The graph in the background is an information plot (Shannon diagram). One thing it shows is that the peak information content of the music is about 1/6 of the 4.6Mbps single channel capacity at 192/24.
That fact speaks to efficiency, not to quality improvement. It illustrates that the channel moves much more 'data' than '(relevant) information'. Resolving that conundrum is a matter of lossless compression, which MQA achieves between encoder and decoder.
The headline to emphasise the result is not about efficiency, it's about the system end-to-end (i.e. analogue-through-digital-through-analogue) temporal blur or time-smear.
The inset upper right shows the impulse response of the entire chain (not just a converter), comparing MQA to a high-performance studio ADC/DAC at 192/24 delivering the output of a microphone feed.

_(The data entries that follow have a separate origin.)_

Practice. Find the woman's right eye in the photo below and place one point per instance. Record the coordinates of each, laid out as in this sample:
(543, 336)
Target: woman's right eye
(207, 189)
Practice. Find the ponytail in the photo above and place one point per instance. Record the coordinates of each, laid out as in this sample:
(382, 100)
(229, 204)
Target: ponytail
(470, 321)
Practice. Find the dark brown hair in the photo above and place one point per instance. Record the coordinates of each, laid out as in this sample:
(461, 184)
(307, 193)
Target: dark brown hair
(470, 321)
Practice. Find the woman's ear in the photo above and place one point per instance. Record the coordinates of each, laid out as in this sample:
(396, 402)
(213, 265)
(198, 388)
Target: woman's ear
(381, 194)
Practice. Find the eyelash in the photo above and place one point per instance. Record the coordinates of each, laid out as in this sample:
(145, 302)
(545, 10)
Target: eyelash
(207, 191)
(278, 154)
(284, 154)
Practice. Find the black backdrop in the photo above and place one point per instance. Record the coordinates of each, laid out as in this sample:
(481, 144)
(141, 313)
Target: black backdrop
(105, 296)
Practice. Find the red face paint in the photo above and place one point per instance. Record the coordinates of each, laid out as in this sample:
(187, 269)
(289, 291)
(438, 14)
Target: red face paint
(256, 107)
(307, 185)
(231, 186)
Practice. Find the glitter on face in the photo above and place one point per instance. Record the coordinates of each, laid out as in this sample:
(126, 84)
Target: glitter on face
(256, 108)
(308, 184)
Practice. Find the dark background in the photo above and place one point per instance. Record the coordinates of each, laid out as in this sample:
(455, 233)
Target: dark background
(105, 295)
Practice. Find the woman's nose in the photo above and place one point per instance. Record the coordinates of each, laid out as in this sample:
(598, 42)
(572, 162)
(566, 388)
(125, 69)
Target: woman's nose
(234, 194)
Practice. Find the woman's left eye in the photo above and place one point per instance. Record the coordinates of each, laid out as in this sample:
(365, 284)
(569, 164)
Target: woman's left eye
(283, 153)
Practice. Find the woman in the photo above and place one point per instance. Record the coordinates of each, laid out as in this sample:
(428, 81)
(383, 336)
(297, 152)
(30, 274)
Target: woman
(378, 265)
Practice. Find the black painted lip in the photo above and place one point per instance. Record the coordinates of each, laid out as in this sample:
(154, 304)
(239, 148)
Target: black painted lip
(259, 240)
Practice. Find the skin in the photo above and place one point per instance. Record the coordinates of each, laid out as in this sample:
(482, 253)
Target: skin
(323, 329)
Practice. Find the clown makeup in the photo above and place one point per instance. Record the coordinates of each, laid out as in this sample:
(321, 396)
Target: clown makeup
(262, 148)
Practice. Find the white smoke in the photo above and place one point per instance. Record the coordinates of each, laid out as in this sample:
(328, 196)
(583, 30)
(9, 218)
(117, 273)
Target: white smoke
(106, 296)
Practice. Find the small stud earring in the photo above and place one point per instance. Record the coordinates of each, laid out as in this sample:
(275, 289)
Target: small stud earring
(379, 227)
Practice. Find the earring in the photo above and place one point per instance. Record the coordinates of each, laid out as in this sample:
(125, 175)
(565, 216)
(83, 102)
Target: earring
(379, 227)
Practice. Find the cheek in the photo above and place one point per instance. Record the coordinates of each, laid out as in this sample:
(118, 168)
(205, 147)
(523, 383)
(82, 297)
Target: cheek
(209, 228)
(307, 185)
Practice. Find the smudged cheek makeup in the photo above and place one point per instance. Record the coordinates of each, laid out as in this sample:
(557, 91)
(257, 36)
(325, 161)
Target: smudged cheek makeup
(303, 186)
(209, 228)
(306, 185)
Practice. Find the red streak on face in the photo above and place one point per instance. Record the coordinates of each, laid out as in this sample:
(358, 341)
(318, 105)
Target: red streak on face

We can quantify this in a number of ways:
- Uncertainty of leading edge: MQA = 4us compared to 250us
- Total impulse duration: MQA = 50us compared to 500us
- MQA has no post-ring
- Perceptual smear (relating to the perceived envelope and loudness) MQA at under 10us is at least 10x better.
This is a quality improvement in temporal resolution; the headline of 10x is conservative and we hear the result.
And it can be transmitted at a lower data rate, but that's efficiency gain in part from the end-end nature of the coding and the other innovations.
The problem comes if the graph is taken out of context without the words I was using the the time.